Brody Eldridge - Wait, what?  Now why would Oklahoma move the greatest center ever under Bob Stoops back to TE?  Of course; that just means he's also the greatest tight end ever in the Stoops era.  Jermaine Gresham who?  In any case, this is wise move for OU.  Eldridge struggled at center against BYU, no matter what Wilson says, and his blocking abilities will serve them well at TE.  However, while he will certainly help their run game, Eldridge isn't the greatest receiving TE out there, so he will by no means come close to replacing Gresham's production.

James Hanna - Hanna has no catches and I only remember him for whiffing a block against BYU at the goalline.  In his career, he has one catch for -1 yards against Texas A&M.  Nice.  He has good size but there's not remarkable about him.

Trent Ratteree - A walk on, but he has one catch this year.  Good for him.  He seems a bit undersized but he might be the guy who gives them some semblance of a pass catching TE.

This unit is in trouble.  Without Eldridge, they would look almost as useless as our tight ends did last year.


Matt Clap was an All-Big 12 fullback and he is a tough blocker.  He had a stupid penalty against BYU and he has some nasty looking hair, but he helps the run game quite a bit.  He is not, however, very dangerous as a pass catcher or runner himself, except in scoring position where he caught three touchdown passes in 2008.

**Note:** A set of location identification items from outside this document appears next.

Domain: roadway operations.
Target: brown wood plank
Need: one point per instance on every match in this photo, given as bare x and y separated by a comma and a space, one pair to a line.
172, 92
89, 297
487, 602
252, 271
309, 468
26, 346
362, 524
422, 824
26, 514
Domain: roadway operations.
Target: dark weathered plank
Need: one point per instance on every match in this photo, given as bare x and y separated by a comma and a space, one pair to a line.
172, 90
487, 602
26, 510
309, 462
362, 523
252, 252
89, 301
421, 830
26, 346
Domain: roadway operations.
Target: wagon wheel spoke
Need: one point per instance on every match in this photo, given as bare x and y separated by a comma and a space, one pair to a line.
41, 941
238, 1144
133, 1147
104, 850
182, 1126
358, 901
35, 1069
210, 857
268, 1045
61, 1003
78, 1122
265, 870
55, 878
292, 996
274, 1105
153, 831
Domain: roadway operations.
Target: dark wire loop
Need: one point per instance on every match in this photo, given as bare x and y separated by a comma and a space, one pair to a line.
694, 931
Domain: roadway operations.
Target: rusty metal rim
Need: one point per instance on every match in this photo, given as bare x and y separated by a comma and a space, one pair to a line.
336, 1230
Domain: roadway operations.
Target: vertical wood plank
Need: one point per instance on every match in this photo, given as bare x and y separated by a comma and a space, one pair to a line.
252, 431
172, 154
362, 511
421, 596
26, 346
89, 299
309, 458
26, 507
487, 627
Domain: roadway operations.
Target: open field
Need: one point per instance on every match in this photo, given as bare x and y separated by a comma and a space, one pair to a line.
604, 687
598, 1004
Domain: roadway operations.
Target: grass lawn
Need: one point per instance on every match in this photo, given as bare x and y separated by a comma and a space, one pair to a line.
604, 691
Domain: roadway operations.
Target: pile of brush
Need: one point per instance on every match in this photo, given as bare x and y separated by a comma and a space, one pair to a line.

Missing More than Bradford

Add in their offensive line questions, and this offense does not look anywhere near as dangerous as last season.  Their lone bright spot right now are their running backs, where they have the luxury of having two dangerous runners and talented freshman behind them.  The receivers aren't scaring anyone and their tight ends can't stretch a defense.  Eldridge is a good blocker, but after him, I don't see good options at TE.  They need Gresham.  Desperately.

Jones is capable for a freshman, but as long as he starts Oklahoma is much more vulnerable.  While he is more mobile than Bradford, Bradford has more cool and more knowledge of how to get the ball out quickly.  Jones doesn't even have receivers who can bail him out except maybe Broyles.  Oklahoma is going to need to run the ball and run the ball a lot, and they have to hope that their O-line does just well enough to give their talented backs a chance.

Some are calling for a Tulsa upset, but I'd be very surprised if that happened.  Still, the schedule isn't overly friendly, and the last thing OU wants to do is to drop another game before they have to face Texas in Dallas.